Il se porte comme le Pont-Neuf, dit le dicton populaire. Depuis quatre
siècles, le plus célèbre des ponts de Paris tient
accrochées ensemble l’île-mère de la capitale
et ses deux rives si différentes à l’origine,
à gauche l’université, à droite la ville.
Le nom même qui lui est resté, contre toute attente,
témoigne avec une éloquente simplicité du caractère
que les contemporains ébahis lui avaient d’emblée
reconnu : la nouveauté, la modernité. Ils n’avaient
auparavant connu que des traversées du fleuve par des ouvrages
de bois ou de pierre, fragilisés par les crues ou par les incendies,
et qui dressaient dans le paysage les hautes murailles de leurs maisons
bâties sur leurs piles et leurs arches.

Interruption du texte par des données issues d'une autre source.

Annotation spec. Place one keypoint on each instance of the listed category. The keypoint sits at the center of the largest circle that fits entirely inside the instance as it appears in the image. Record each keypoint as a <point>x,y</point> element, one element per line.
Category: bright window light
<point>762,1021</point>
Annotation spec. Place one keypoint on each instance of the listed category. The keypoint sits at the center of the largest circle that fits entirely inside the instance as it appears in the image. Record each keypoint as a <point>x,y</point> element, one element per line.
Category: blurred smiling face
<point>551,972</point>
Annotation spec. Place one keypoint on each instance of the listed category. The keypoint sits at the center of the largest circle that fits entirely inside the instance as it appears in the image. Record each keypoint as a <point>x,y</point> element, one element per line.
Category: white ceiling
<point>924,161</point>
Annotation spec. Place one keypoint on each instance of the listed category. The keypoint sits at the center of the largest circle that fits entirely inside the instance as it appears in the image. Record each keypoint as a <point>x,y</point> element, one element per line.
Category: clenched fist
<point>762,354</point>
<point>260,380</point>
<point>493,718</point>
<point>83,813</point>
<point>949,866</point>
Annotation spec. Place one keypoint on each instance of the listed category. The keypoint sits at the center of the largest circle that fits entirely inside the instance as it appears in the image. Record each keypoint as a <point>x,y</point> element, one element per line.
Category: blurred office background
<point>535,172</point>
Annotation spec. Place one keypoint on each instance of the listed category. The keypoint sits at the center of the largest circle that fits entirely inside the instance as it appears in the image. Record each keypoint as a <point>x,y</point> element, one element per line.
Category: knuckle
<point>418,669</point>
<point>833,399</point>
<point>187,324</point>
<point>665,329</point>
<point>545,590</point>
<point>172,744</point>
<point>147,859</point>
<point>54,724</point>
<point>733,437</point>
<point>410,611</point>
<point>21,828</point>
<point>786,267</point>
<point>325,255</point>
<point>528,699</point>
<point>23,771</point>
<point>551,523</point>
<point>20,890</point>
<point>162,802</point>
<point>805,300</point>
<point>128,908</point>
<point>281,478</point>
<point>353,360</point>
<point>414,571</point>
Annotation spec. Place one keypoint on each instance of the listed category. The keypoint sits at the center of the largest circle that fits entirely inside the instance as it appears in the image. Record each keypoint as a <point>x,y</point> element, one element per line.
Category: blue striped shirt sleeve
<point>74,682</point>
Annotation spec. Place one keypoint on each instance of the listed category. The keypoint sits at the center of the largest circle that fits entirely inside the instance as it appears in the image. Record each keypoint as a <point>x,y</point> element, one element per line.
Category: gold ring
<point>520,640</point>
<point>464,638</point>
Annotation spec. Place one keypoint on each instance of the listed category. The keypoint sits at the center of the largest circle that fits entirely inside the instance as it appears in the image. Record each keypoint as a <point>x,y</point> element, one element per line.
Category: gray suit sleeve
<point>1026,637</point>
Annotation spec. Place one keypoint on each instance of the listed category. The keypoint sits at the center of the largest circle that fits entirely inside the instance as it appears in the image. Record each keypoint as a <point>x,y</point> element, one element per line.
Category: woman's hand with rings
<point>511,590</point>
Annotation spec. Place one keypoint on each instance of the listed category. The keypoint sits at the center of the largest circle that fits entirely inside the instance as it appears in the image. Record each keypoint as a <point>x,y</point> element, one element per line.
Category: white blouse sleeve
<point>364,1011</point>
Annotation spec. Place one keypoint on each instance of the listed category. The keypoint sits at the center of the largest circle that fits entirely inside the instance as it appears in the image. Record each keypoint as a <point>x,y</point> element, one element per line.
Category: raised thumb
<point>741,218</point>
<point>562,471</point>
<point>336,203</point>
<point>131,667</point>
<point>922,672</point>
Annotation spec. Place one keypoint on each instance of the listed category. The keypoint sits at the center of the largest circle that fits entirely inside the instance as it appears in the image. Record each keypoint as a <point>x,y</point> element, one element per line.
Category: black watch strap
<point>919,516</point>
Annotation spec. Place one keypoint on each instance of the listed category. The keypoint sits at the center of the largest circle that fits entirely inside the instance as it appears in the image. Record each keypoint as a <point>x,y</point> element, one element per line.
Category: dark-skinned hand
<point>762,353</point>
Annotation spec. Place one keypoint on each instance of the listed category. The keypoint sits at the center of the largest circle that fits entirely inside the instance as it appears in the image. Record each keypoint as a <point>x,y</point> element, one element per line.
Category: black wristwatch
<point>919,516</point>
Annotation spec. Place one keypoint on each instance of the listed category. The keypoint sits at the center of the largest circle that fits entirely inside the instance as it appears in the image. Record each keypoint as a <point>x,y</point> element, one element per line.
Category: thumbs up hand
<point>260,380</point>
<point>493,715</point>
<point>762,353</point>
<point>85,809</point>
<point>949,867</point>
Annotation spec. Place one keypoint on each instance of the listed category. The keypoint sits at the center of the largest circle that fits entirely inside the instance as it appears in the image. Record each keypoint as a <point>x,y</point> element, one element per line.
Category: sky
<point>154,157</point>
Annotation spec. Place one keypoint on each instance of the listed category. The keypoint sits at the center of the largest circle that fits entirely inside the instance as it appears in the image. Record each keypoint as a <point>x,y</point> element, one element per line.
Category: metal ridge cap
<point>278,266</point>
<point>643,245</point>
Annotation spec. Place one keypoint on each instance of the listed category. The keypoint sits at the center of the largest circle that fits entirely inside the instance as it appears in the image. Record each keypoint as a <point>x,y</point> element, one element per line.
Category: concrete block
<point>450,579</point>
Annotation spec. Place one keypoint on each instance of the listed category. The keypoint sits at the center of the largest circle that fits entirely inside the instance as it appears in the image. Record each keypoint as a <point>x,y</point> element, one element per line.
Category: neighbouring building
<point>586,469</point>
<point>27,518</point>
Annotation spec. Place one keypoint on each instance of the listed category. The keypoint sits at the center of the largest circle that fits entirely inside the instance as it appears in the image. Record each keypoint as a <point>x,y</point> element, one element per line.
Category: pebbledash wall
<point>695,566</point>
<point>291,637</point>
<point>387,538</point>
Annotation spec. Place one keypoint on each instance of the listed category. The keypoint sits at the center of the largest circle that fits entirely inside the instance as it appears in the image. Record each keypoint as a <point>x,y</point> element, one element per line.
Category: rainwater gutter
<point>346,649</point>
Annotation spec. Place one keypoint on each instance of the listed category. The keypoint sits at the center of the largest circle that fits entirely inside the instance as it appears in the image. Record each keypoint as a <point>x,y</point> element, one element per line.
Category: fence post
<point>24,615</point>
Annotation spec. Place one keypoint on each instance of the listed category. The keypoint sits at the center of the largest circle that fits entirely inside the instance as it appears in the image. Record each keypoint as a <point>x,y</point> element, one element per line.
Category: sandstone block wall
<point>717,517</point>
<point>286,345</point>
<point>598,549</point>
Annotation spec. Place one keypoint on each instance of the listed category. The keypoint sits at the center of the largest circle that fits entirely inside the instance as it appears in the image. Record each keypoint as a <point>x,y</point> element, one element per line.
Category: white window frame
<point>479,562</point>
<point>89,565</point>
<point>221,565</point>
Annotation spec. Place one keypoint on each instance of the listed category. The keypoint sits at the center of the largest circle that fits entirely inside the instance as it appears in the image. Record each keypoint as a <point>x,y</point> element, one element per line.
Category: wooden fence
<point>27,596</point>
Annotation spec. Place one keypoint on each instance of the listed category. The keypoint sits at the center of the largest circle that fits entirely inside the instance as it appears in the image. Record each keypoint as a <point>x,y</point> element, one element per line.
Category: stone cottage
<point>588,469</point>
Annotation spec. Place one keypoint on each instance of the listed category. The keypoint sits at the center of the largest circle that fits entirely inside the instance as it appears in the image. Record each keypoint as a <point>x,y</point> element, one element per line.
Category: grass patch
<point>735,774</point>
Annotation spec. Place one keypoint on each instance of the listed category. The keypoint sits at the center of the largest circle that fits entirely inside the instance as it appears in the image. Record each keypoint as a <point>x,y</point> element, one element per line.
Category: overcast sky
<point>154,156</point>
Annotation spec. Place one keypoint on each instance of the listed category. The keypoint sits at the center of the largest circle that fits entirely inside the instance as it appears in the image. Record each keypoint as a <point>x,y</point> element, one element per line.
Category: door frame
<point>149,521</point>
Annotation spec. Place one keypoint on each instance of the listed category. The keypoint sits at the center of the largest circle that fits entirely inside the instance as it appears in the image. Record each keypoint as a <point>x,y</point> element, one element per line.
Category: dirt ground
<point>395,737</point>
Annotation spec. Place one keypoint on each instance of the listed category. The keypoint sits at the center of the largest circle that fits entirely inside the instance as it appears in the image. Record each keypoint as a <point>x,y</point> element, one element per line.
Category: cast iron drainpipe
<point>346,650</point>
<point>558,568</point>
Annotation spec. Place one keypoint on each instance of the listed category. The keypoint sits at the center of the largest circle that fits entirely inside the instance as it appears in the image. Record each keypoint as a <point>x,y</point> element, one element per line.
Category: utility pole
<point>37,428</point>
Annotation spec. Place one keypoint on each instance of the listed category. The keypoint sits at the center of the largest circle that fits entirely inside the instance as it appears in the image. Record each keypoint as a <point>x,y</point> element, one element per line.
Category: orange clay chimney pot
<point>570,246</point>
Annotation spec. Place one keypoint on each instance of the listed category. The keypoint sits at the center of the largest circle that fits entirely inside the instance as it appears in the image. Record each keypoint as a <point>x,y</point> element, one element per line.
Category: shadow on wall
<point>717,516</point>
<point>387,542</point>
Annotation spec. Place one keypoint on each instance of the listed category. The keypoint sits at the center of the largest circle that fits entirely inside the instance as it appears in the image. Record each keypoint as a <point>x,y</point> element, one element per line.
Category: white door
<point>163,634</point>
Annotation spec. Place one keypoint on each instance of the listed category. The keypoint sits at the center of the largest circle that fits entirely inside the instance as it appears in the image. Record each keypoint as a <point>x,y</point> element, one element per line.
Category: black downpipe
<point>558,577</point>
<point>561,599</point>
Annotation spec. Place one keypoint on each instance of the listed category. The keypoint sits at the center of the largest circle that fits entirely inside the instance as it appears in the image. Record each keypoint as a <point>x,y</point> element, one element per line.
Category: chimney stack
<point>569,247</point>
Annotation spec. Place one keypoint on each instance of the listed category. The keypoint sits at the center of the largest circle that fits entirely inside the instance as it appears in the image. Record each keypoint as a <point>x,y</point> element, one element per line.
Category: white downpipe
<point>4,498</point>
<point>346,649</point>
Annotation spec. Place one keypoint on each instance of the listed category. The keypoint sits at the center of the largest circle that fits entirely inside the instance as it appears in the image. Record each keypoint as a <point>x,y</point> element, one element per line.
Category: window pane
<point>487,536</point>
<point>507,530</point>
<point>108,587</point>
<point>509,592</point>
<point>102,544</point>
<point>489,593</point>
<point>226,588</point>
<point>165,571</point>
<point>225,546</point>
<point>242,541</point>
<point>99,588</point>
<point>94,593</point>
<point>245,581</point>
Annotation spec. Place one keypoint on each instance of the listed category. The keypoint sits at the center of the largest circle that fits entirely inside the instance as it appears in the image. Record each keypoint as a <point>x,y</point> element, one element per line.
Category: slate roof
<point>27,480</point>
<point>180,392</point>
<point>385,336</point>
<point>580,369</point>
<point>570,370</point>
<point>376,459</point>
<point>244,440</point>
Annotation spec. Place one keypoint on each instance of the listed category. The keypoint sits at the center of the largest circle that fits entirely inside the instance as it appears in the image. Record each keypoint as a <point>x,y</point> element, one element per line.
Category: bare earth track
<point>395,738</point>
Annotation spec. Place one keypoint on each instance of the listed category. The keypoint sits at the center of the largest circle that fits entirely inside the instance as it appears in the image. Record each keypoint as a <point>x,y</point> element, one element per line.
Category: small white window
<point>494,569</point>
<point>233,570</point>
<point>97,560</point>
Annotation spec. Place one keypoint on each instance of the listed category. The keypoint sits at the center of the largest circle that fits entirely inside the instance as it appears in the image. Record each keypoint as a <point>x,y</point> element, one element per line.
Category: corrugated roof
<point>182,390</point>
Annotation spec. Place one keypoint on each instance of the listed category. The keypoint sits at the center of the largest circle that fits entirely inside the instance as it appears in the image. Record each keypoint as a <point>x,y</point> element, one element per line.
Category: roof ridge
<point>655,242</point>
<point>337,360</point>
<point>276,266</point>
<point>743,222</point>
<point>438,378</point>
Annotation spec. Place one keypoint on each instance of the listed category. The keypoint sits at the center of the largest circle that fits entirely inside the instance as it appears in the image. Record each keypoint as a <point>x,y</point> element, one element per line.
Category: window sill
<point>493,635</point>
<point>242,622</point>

À l’intérieur,
c’était un front ininterrompu de chaque côté
de la voie publique, d’où l’usager ne pouvait apercevoir
la Seine. Pour la première fois, par la volonté conjuguée
de deux rois, un vaste pont de pierre, large et solidement construit,
n’était pas seulement conçu comme un moyen de
passage, mais comme un espace libre favorable à la promenade,
une terrasse lancée sur la rivière, un geste architec-tural
magistralement dressé dans le plus beau site de la capitale,
dans la -perspective du Louvre.
Depuis longtemps, les Parisiens de l’Ouest réclamaient
un nouveau pont afin d’éviter le détour par le
pont au Change et le pont Saint-Michel lorsqu’ils voulaient
se rendre de la rive droite à la rive gauche. Il en fut question
dès 1378, sous Charles V, mais la liaison nécessaire
ne fut assurée, épisodiquement, que par un bac qui traversait
depuis le Louvre jusqu’à l’hôtel de Nesle.
Soucieux de la beauté de sa capitale, Henri III décida
d’aller plus loin dans la réalisation du vœu de
ses sujets. Il avait poursuivi les travaux engagés par François
Ier et Henri II au Louvre, et la communication du palais avec l’île
de la Cité et avec le -nouveau quartier aristocratique qui
se construisait au bourg Saint-Germain lui parut justifier l’onéreux
projet qu’il prit entièrement à sa charge.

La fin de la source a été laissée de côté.